The world economy in WITCH is described by a Ramsey-type neo-classical optimal growth model.
- For each of the 12 regions a forward-looking central planner maximizes the present value of (the log of) per capita consumption (with 5-year time intervals);
- These central planners maximize these intervals simultaneously over the whole optimization period of 100 years. This optimization is made subject to strategic consideration of the choices of the other decision makers (strategic interaction);
- When choosing optimal investments, agents are forward-looking (take into account future events, including future policies) and behave strategically (take into account present and future policy measures in the other regions);
- The model yields the optimal strategy for the energy sector in terms of investments in power generation technologies and the direct consumption of fuels.
In WITCH, strategies implemented in one region of the world affect what goes on in all the other regions. This is achieved by means of a non-cooperative Nash game among regions with the following sources of interaction:
- Exhaustible resource use (with prices dependent on aggregate demand);
- CO2 emissions (via the climate damage feedback);
- Technology spillovers (in terms of both Learning-by-Doing and R&D);
- Global CO2 permit market (when emission caps are imposed).
The non-cooperative Nash game is solved numerically as follows: at each iteration the social planner of every region takes the behavior of other players as given (based on the previous iteration) and sets the optimal value of all choice variables. These computed variables are then stored and fed into the next round of optimizations. The process is repeated until each region’s behavior converges. Convergence is achieved when each region’s choice is the best response to all of the other regions’ responses subject to the prevailing behavior.
In WITCH, the energy sector is represented by a downward expansion of the energy input within the economy.
The energy sector is represented within the economy (“hard link”) as shown in the diagrammatic description in the figure below. The energy detail – though still simplified with respect to large scale energy system models – is a novelty for macro-growth models and enables to a reasonable portray of future energy and technological scenarios. Energy (EN in the figure) is decomposed as follows:
- electric and non-electric energy use;
- 6 fuels;
- 7 technologies for electricity generation.
The parameters governing the production function take into account the technical features of each power generation technology. The cost of electricity is endogenously derived in accordance to each region’s interest rate to ensure capital market equilibrium, as well as incorporating fuel costs which have been set to reflect exhaustibility.
The climate system in WITCH is described by a climate module which feeds back into the economic system via a damage function.
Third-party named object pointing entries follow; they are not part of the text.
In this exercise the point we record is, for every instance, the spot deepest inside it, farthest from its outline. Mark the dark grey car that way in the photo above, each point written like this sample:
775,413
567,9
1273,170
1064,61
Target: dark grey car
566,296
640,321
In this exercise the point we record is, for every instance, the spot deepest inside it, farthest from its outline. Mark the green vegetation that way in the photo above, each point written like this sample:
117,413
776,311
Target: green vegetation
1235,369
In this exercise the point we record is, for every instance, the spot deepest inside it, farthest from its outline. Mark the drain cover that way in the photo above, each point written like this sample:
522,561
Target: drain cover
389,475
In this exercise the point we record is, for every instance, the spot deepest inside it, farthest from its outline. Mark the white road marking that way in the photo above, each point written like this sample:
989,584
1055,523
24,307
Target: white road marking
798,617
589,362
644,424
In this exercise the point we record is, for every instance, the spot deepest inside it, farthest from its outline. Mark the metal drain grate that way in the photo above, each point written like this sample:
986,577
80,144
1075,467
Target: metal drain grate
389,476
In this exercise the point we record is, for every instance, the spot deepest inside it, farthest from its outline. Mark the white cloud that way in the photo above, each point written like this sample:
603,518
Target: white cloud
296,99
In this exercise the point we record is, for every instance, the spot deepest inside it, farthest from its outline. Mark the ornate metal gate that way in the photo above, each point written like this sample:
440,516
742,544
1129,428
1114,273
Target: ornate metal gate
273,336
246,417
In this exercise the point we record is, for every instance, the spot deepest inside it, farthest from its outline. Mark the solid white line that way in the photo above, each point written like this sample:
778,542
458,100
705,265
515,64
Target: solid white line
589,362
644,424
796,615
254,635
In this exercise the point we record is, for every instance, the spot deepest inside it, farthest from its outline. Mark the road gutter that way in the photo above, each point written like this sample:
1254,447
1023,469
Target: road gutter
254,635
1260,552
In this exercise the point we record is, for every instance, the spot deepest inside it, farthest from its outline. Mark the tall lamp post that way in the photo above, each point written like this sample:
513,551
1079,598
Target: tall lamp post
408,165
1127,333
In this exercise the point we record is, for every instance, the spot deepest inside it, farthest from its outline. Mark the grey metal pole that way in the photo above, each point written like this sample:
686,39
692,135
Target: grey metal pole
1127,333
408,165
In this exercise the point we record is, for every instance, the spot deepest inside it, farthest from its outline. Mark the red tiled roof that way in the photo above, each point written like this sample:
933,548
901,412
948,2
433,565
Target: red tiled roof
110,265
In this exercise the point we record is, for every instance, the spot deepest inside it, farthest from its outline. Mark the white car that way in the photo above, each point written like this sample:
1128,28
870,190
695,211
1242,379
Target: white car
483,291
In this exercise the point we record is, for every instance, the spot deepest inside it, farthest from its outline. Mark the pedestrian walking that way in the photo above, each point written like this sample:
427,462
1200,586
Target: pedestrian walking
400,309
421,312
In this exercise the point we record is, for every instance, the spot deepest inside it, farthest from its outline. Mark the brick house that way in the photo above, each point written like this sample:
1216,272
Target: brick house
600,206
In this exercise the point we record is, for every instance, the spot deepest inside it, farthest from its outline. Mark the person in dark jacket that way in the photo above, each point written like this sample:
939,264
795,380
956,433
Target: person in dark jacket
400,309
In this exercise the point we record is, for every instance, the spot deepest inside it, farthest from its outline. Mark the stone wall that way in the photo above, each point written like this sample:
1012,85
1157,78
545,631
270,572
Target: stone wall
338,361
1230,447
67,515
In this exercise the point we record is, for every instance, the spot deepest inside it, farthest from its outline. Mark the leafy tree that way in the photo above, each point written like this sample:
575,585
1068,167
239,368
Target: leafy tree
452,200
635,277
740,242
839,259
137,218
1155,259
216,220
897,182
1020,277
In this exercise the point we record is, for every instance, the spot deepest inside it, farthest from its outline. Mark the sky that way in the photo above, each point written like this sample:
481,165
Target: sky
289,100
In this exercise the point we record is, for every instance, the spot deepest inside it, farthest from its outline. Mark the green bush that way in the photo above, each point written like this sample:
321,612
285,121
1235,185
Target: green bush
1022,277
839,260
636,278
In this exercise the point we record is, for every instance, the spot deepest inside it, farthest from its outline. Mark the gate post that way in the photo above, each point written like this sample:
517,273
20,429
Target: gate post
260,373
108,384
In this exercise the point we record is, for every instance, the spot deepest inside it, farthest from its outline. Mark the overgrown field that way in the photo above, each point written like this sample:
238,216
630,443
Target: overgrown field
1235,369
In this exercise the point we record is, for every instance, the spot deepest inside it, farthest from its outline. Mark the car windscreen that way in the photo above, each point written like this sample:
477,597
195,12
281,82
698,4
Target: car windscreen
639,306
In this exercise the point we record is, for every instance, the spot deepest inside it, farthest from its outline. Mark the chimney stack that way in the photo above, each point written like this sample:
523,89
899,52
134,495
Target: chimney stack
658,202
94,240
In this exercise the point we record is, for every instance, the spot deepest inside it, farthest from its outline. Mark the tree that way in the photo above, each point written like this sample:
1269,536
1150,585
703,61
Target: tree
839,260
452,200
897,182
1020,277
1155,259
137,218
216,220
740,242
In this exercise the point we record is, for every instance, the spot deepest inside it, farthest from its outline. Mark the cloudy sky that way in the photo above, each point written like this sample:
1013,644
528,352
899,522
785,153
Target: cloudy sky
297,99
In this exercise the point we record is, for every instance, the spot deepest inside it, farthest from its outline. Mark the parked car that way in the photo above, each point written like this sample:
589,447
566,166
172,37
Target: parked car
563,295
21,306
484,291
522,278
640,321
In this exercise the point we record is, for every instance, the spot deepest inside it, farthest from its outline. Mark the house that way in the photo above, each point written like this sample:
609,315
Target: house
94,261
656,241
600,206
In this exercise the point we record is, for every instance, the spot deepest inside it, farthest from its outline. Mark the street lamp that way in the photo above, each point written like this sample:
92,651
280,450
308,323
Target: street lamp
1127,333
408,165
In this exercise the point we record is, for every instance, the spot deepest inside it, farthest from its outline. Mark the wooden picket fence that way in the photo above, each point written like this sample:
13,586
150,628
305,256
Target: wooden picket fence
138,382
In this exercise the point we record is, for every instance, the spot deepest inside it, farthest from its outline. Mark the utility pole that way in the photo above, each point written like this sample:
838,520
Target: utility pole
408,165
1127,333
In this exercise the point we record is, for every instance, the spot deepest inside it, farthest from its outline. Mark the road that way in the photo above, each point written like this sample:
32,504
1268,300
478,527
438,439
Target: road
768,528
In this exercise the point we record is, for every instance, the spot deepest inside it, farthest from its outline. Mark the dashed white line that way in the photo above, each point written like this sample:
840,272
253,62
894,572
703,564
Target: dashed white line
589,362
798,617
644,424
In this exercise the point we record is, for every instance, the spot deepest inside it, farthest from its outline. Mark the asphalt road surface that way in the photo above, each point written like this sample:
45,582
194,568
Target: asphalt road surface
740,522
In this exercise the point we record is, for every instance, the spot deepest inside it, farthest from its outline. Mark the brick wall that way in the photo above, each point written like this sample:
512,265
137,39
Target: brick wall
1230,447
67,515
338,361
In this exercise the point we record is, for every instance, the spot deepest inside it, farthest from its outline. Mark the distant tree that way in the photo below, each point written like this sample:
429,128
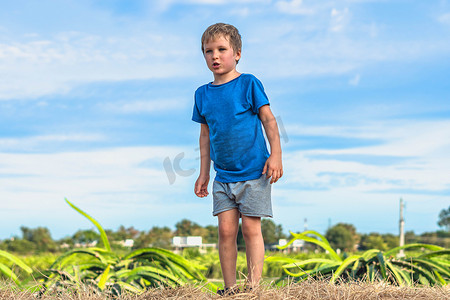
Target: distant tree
41,237
156,237
342,236
19,246
410,237
126,233
188,228
85,236
372,241
444,219
391,240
As shown in the figure below, a three-box climate module converts carbon dioxide emissions produced by the economy into atmospheric concentration, radiative forcing and eventually temperature increases above pre-industrial levels. Increases in global temperature ultimately affect each region’s output via a climate damage function that translates the global warming effects into monetary losses or gains in each region.
Innovation in the energy sector
In WITCH, both Research and Development and Learning-by-Doing in energy use and energy technologies account for Endogenous Technical Change. Technical change in WITCH is endogenous and can be induced by climate policy, international spillovers and other economic effects. The hybrid nature of WITCH allows the portrayal of endogenous technological change both in its bottom-up and top-down dimensions.
Endogenous technological change takes the form of accumulated experience and direct R&D investment with the following specific features:
- Learning-by-Doing via experience curves that decrease power plants investment costs with accumulated installed capacity;
- Energy R&D aimed at increasing energy efficiency;
- R&D directed at reducing the cost of cellulosic biofuels.
See the Technical Report for a detailed description of the model.